A casa dos grandes pensadores
 
 
 

FÁTIMA PILLA MÜLLER

 

QUE DROGA!
         Como psicóloga trabalho há mais de 20 anos com drogadições, compartilho com as famílias que me procuram para tratamento, um intenso e dramático sofrimento. São pessoas que perderam quase tudo, ou tudo, resta-lhes apenas um fio de dignidade para manterem-se vivos. Não existe uma política de saúde pública que de suporte , nem para o alcoolismo, muito menos para as drogadições. O último paciente que procurei internar pelo SUS, um trabalhador de respeito, precisou ficar três dias deitado no chão da recepção com um cobertor, para tentar conseguir uma vaga em um hospital.
       Não posso negar que sofri junto com os seus familiares, era inevitável . O pior de tudo, é que estas doenças ainda tem um conceito de "vício",de  "sem-vergonhice", e não como uma verdadeira doença, com predisposição genética e tratamento acessível. Observa-se a má vontade de muitos profissionais de saúde no atendimento a estes tipos de casos, como se estes pacientes fossem malandros, que não querem trabalhar e não merecem tratamento digno, como qualquer outro doente de diabetes ou insuficiência renal.
      Na verdade, me revolto com esta ignorância dos colegas da saúde, me indigino com a falta de esclarecimento e sensibilidade. Especialmente com o governo, que ainda não percebeu que o alcoolismo e as drogadições, são problemas de saúde pública. Os acidentes de trânsito, se bem avaliados, mostrarão esta realidade, assim como a violência urbana, é resultado direto, mas as estatísticas mascaram. Louvável prender traficantes, desmanchar pontos de drogas, mas e o dependente ? Ele é o responsável pela manutenção do tráfico, se não houver consumidor, não haverá quem venda as drogas. Simples... Raciocínio lógico, linear...A velha lei da oferta e da procura que não dá para revogar...

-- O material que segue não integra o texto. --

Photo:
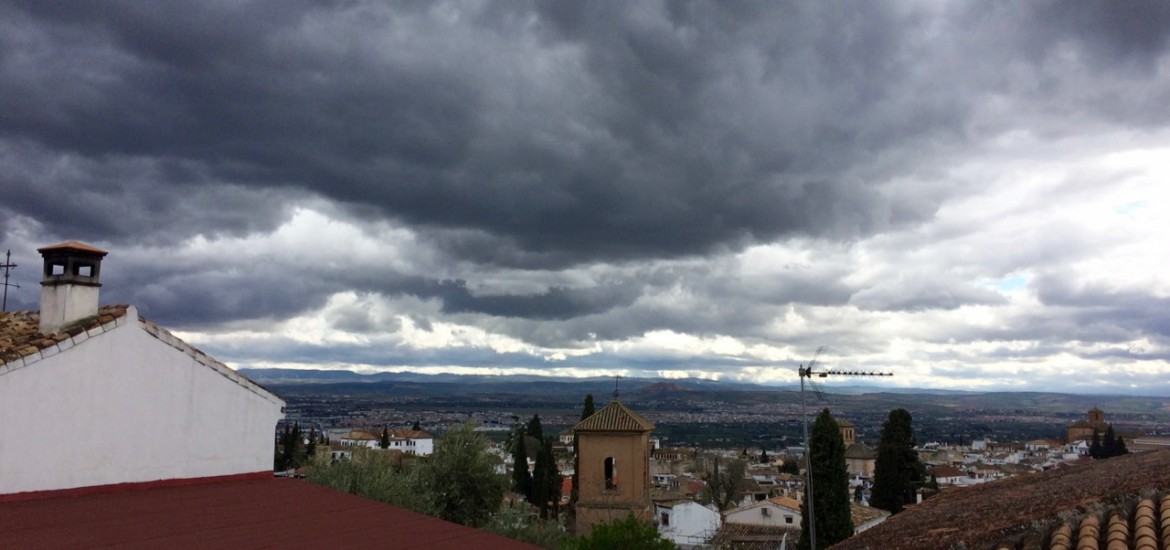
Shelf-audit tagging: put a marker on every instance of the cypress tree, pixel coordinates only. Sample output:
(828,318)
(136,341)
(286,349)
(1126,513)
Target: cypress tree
(897,471)
(831,486)
(522,481)
(1109,446)
(546,482)
(586,412)
(1095,446)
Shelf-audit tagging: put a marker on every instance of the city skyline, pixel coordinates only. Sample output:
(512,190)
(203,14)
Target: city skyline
(968,196)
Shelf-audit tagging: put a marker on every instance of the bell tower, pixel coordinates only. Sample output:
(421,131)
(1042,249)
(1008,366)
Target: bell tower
(69,284)
(613,449)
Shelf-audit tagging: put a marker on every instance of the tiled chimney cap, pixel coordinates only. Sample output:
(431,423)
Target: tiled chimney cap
(73,246)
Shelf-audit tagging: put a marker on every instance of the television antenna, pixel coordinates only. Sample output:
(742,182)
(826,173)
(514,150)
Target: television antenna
(809,372)
(7,266)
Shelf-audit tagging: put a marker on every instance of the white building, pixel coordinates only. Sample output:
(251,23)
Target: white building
(408,441)
(98,396)
(686,523)
(775,511)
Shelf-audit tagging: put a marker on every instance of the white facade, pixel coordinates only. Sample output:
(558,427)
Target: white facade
(766,513)
(687,523)
(126,401)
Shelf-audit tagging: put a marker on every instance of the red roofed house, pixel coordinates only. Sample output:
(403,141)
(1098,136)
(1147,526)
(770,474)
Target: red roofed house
(98,396)
(116,433)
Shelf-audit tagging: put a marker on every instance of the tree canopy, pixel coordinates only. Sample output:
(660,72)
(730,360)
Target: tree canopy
(621,534)
(461,478)
(897,472)
(830,486)
(724,482)
(1109,447)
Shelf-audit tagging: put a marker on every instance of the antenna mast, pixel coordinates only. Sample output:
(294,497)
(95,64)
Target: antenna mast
(7,266)
(809,372)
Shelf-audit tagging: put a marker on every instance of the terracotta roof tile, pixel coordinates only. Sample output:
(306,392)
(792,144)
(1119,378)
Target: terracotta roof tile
(20,330)
(22,344)
(614,417)
(236,514)
(73,246)
(1115,503)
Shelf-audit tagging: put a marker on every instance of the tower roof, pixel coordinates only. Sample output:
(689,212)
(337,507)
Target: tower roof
(614,417)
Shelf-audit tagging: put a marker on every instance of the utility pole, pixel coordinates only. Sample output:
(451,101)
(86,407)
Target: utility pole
(7,266)
(807,372)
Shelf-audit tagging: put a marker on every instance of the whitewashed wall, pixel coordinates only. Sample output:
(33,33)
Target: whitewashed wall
(126,406)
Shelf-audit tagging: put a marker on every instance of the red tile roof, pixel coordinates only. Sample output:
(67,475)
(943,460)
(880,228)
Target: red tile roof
(239,515)
(614,417)
(22,344)
(1071,506)
(20,334)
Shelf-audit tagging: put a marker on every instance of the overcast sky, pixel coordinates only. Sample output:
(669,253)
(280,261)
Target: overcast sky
(967,194)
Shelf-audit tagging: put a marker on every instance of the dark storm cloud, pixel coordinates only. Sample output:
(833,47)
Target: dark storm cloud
(649,133)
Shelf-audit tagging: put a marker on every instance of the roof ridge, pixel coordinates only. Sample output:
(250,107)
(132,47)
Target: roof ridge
(614,417)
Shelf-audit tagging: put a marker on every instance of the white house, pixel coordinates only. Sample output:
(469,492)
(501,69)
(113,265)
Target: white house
(775,511)
(686,523)
(96,396)
(408,441)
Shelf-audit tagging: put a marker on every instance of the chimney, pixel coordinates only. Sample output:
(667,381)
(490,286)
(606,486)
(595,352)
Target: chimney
(70,284)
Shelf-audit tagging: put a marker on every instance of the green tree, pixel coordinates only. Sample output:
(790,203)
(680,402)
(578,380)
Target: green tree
(1109,445)
(373,475)
(586,412)
(461,478)
(310,449)
(723,483)
(546,482)
(522,481)
(589,406)
(830,486)
(534,428)
(621,534)
(1095,451)
(518,523)
(897,472)
(1120,449)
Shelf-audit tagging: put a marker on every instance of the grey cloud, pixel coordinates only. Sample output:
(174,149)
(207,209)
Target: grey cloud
(702,129)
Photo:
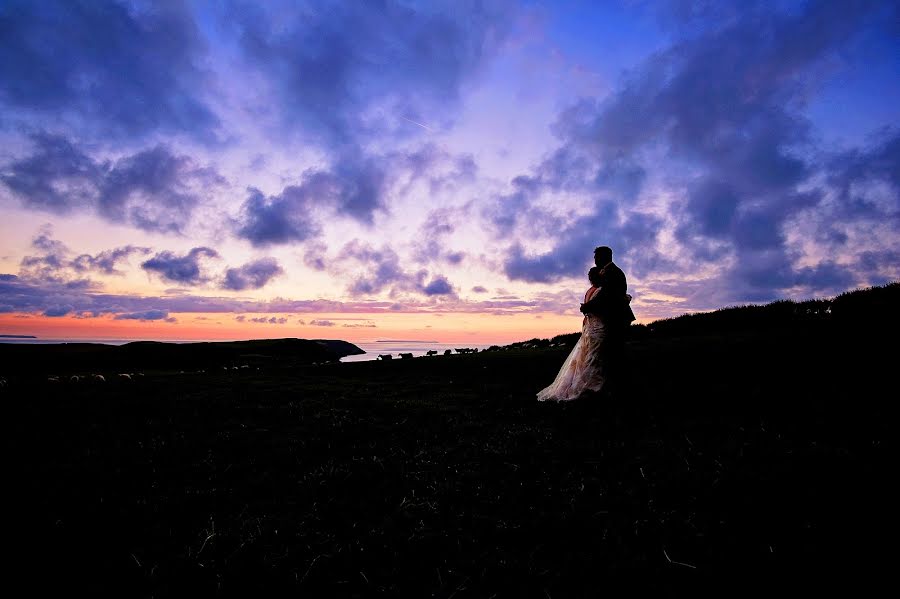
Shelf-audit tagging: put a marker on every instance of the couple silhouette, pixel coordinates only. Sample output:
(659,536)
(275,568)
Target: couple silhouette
(594,366)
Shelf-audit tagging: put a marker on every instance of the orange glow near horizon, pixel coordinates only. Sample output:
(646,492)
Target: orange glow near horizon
(472,328)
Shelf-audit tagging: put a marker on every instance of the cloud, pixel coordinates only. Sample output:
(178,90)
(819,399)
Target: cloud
(356,185)
(109,69)
(253,275)
(107,260)
(154,190)
(433,236)
(438,286)
(56,311)
(55,264)
(349,73)
(715,125)
(185,269)
(270,320)
(147,315)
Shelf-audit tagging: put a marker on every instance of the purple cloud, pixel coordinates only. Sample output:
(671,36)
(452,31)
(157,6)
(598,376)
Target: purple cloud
(138,72)
(185,269)
(146,315)
(253,275)
(154,190)
(438,286)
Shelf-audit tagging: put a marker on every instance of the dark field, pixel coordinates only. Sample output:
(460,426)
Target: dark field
(730,460)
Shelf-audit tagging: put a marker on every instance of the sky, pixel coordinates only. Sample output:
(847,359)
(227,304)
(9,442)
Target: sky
(438,171)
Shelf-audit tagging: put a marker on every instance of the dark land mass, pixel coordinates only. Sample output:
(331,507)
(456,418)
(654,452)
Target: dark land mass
(741,453)
(72,358)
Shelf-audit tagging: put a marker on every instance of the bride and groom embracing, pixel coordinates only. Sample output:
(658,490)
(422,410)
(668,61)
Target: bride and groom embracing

      No entanto parece algo inacessível. A idade para o início do consumo de drogas e álcool, é cada vez mais precoce, nos últimos anos, caiu de quatorze para doze anos. Imaginem que esta criança depois de dez anos, com vinte e dois, deverá contar apenas com uma pequena parcela de seus neurônios disponíveis, por eles se afogam no álcool e se destroem com a droga. Que estrutura este jovem irá contar para sua carreira profissional, que tipo de relações afetivas ele poderá estabelecer com recursos pessoais tão avariados ?
     Deixemos de ser hipócritas fechando pontes e viadutos, é o mesmo que fechar os olhos ou  os vidros do carro nas sinaleiras... Podemos fingir que fugimos do problema, mas eles nos esperam firmes na próxima esquina. Creio que sou uma pessoa valente e corajosa, não uso armas, mas confesso que muitas vezes não saio por medo de assalto, estupro e violência. Me sinto refém de uma ameaça que está diariamente nas páginas dos jornais, me dando a nítida impressão que eu posso ser a próxima vítima, e não é  novela não, é uma cruel realidade que estamos todos inseridos sem escolha.

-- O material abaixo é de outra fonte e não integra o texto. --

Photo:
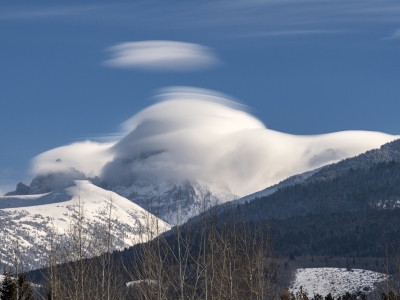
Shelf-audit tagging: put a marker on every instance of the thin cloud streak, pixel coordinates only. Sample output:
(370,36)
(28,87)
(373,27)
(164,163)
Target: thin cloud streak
(394,36)
(294,32)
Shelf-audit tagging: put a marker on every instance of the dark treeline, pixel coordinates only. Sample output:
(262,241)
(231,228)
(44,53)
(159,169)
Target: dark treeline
(377,187)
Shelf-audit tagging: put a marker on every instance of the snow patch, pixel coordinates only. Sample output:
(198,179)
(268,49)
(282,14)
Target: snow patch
(336,281)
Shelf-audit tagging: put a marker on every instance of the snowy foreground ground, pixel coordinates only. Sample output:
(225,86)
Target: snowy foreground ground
(336,281)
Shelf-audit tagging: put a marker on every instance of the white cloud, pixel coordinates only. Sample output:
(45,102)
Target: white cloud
(5,189)
(197,134)
(161,56)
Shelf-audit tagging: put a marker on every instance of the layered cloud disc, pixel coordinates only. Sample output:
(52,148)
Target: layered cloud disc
(201,135)
(162,56)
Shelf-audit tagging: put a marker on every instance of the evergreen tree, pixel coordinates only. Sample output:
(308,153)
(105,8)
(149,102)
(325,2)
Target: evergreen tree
(8,287)
(24,288)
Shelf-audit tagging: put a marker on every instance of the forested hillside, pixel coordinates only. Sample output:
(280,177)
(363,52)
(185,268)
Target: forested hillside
(376,187)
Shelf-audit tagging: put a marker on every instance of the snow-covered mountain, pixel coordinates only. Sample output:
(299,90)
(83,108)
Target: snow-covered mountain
(174,202)
(27,221)
(336,281)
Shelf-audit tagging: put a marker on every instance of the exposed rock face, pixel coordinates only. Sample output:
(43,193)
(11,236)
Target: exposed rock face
(47,183)
(22,189)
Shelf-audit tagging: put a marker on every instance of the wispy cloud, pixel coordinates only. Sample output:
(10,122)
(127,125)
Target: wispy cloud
(394,36)
(15,13)
(279,33)
(162,56)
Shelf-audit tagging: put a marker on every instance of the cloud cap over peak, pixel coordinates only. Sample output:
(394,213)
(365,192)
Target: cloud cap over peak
(162,56)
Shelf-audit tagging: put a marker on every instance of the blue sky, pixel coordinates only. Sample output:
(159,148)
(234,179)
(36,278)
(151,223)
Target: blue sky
(302,67)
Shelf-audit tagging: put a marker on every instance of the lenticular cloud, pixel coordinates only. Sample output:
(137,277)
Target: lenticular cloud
(162,56)
(201,135)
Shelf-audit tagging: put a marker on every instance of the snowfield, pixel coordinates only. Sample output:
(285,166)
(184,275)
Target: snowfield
(336,281)
(27,221)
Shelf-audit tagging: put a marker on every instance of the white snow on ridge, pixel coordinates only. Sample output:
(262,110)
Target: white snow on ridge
(29,221)
(336,281)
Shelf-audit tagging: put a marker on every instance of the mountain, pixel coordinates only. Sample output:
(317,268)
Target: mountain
(27,222)
(387,152)
(174,202)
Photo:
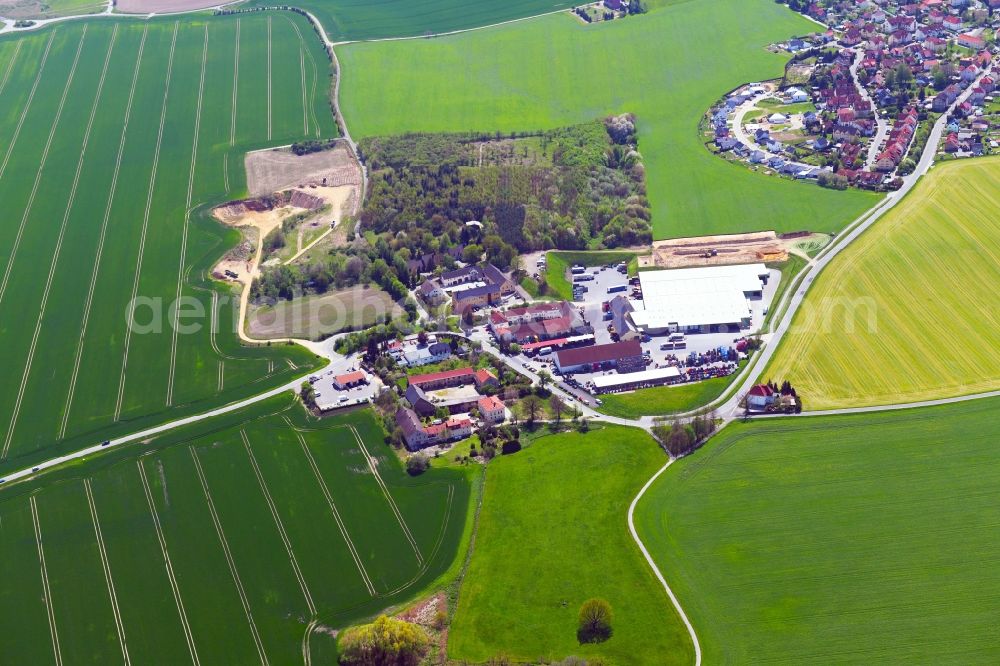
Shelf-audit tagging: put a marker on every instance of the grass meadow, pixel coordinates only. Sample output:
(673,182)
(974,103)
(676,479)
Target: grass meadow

   No mundo inteiro, existem comunidades terapêuticas para tratamento de alcoolistas e drogaditos, custeados pelo governo ou pela sociedade, com baixíssimo custo e com uma eficáfia de 93% para aqueles que permanecem por um ano em tratamento. Não consigo compreender, porque aqui no Brasil, onde nossos índices de dependentes são altos, não conseguimos criar estes recursos de tratamento. Já me disseram que este tipo de paciente "não dá voto "... Que absurdo ! Sem contestação.  Com grande tristeza eu diria as  pessoas que tem esta percepção, que a curto prazo, eles não terão mais eleitores, estarão todos sequelados, impedidos de votar.
  Faço um apelo à comunidade, unam-se para criar recursos para tratamento do alcoolismo e drogadições, exijam do governo  medidas, leitos hospitalares, comunidades terapêuticas, atendimento digno e eficaz, apoio aos familiares, não se conformem com as negativas de atendimento, manifestem sua indignação, comuniquem o mau acolhimento, protestem, demonstrem a dor de se ter alguém querido e não ser atendido em função da ignorância e do preconceito.